American Express Co. on Wednesday said its first-quarter profit rose 33 percent as its card users increased their spending and got better about paying their bills on time.
The New York-based card issuer said its net income attributable to common shareholders rose to $1.2 billion, or 97 cents per share, compared with $873 million, or 73 cents per share, in the year-ago quarter.
Revenue rose 7 percent to $7.03 billion, from $6.58 billion last year.
Analysts, on average, were expecting profit of 90 cents per share on $7 billion revenue, according to data provided by FactSet.
The profit jump reflects a 17 percent increase in American Express card usage and higher travel spending. Card users spent $187.9 billion during the quarter, compared with $161 billion last year.
U.S. consumer and small business spending rose 15 percent, Chief Financial Officer Daniel Henry said during a conference call to discuss results. Overseas, customer spending in Europe rose 10 percent; in Asia, 18percent and in Latin America and Canada, 16 percent.
That spike in customer spending "looked fantastic," said Stifel Nicolaus analyst Chris Brendler. "That was much better than expected."
Also contributing to the profit spike was that the company set aside just $97 million to cover lending written off as uncollectible. That was down 90 percent compared with $943 million in the year-ago period, reflecting a sharp improvement in customer payment habits. Henry said write-offs in the first quarter were $541 million, down about $500 million from the first quarter of 2010.
Henry attributed part of the improvement to the nature of the customers American Express is taking on in the current climate. The company is not offering low temporary rates for balance transfers, which reduces the potential for attracting risky customers. New customers tend to be people who use their cards frequently but pay their balances off each month, rather than carrying a month-to-month balance. And overall, customers remain more likely to reduce debt.
"How customer behavior will change over the next 24 months, we'll have to wait and see," he said.

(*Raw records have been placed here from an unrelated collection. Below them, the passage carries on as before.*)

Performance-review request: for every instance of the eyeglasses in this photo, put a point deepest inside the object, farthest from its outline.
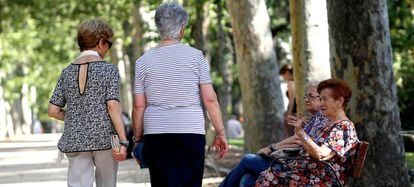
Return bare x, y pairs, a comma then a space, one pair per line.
311, 97
109, 44
325, 98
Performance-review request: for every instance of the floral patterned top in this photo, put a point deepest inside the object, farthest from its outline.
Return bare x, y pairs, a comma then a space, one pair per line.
315, 123
340, 137
88, 126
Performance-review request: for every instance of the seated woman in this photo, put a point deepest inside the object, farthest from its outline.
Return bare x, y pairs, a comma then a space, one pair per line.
249, 168
334, 144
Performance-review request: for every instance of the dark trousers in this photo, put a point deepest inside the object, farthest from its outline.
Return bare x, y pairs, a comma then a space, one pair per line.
175, 160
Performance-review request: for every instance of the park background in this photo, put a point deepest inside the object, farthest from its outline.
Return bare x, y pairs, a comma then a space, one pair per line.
369, 43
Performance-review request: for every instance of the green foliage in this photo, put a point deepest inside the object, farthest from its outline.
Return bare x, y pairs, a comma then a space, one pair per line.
401, 16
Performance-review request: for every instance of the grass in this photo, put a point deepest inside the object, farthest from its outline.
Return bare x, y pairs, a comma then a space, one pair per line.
240, 142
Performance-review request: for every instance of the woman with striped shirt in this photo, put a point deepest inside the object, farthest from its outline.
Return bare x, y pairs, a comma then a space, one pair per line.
169, 81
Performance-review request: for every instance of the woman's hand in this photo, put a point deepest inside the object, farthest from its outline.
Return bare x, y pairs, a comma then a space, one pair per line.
220, 143
264, 151
121, 154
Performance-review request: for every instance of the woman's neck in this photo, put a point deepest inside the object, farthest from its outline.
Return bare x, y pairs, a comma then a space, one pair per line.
166, 42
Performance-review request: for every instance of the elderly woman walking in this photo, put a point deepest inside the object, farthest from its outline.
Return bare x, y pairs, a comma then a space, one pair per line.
169, 81
89, 88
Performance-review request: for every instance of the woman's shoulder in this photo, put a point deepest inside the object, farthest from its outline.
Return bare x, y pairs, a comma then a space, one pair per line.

American Express runs its own network to process transactions in addition to issuing cards, unlike most competitors, which do one or the other. That allows the company to earn money both by charging fees to merchants for handling purchases and by charging interest and fees to consumers.
The company, a component of the Dow Jones industrial average, also has the lowest default and late payment rates in the card industry. That gives it the ability to reinvest in its business, Brendler said.
In fact, expenses rose 19 percent to $5.2 billion from $4.37 billion last year.
The figure includes rewards expenses, which rose 30 percent to $1.58 billion. Brendler said the company's high level of spending on rewards is a concern for investors, and may have contributed to the stock's initial decline in late trading.
Analysts questioned Henry about rewards spending during the conference call.
The CFO said rewards redemption grows as customers use their cards more, which drives costs higher. The costs per point can also fluctuate. He noted the company can adjust expenses by making decisions about its rewards programs, and expects to do so in the future.
Chairman and CEO Kenneth I. Chenault in a statement said Amex's stepped-up spending helped the company take advantage of opportunities in the early stages of the economic recovery. Among the moves the company made during the quarter was the introduction of a digital payments platform called Serve that is aimed at attracting customers beyond the affluent base that uses American Express cards.
Chenault said the company plans to slow the growth of operating expenses toward the end of this year and into next.
Shares at first slipped in afterhours trading but recovered to remain even with the regular session close of $47.